Google Instant is all about predicting your search terms. You start your search, and Google immediately shows you results that might be what you're looking for along with other search terms that seem related. This means that every time you do a search, you'll almost certainly end up seeing suggestions for popular topics that you weren't actually searching for. And since you can easily scroll through the suggested topics, you end up being exposed to a much broader spectrum of content than you were with traditional search. What would have been one simple search query can now turn into hours of new discovery. All of a sudden, search and browsing seem to be merging together.

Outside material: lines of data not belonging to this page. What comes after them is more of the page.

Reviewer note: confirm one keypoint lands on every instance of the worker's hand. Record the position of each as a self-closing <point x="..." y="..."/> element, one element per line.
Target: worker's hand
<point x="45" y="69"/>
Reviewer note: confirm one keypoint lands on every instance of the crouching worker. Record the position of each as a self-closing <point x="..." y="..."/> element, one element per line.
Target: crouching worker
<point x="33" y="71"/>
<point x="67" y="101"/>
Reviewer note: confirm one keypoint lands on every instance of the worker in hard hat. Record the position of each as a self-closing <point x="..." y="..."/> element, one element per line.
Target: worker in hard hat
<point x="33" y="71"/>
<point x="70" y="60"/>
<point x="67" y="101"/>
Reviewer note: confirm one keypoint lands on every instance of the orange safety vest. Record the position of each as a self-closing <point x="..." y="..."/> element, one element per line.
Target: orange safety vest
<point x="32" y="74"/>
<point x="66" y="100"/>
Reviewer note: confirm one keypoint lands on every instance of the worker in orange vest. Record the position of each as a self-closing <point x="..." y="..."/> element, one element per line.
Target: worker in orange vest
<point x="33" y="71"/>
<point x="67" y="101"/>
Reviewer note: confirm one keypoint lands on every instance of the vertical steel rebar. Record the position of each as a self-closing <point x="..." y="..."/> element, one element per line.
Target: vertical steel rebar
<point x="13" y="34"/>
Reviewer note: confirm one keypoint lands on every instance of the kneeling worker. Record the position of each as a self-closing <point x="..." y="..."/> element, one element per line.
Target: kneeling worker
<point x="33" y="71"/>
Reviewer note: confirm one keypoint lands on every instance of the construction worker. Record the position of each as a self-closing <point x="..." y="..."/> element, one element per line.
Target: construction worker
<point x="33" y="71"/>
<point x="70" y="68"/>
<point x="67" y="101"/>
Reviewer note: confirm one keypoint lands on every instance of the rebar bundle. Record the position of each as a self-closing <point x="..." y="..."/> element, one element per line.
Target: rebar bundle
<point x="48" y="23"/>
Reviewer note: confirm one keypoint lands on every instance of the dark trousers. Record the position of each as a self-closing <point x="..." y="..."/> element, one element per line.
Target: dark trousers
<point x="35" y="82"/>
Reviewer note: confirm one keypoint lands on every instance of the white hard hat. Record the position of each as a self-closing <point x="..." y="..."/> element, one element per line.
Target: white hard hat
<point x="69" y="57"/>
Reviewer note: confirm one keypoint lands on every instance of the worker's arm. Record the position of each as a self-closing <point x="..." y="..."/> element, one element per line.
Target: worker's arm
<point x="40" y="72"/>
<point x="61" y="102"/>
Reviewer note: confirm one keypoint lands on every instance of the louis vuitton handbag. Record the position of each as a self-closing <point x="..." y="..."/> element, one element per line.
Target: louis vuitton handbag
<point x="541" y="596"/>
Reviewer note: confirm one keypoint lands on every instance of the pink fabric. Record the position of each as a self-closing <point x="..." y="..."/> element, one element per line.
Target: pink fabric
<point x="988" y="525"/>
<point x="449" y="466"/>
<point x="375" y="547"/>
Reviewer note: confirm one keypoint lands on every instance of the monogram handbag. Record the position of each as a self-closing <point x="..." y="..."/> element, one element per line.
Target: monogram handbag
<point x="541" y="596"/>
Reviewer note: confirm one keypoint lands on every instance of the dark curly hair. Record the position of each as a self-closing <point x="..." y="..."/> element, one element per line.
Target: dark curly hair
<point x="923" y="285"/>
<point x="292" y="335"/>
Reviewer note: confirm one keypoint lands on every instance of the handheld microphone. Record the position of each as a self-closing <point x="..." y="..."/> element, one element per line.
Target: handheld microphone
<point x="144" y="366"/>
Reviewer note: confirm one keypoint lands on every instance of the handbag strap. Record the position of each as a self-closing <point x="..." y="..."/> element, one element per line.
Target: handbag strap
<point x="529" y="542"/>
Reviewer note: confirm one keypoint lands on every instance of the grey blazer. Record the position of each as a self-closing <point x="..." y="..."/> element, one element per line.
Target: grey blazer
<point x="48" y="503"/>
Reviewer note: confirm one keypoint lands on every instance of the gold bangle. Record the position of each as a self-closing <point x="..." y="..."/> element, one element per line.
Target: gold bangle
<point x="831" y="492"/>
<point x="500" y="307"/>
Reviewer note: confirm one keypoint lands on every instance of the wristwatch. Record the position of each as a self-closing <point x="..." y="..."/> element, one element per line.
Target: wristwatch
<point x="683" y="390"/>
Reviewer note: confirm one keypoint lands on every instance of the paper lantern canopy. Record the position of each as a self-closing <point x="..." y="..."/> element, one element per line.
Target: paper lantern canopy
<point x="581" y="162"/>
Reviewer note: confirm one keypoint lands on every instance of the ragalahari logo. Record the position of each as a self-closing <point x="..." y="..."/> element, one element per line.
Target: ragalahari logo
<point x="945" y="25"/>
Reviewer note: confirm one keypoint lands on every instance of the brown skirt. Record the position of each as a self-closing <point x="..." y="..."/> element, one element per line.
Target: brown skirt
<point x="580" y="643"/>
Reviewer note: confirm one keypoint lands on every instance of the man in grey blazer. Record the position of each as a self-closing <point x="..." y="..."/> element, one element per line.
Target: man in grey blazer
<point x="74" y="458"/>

Does Google Instant make browsing-focused websites obsolete? Not at all. Instant is still miles away from truly combining search and browsing, but it's a step in the right direction. Now imagine if Google can incorporate social bookmarking, trending news, and even editorial suggestions into their suggested topics. Online search is still in its infancy, and I can't wait to see what's next.

Note: I realize that search engines have had suggested search terms pop up as you type your query for at least a year or two. That's similar to what Google Instant does, but the suggestions seem much more accessible now. This is more of a UI distinction than a technical one.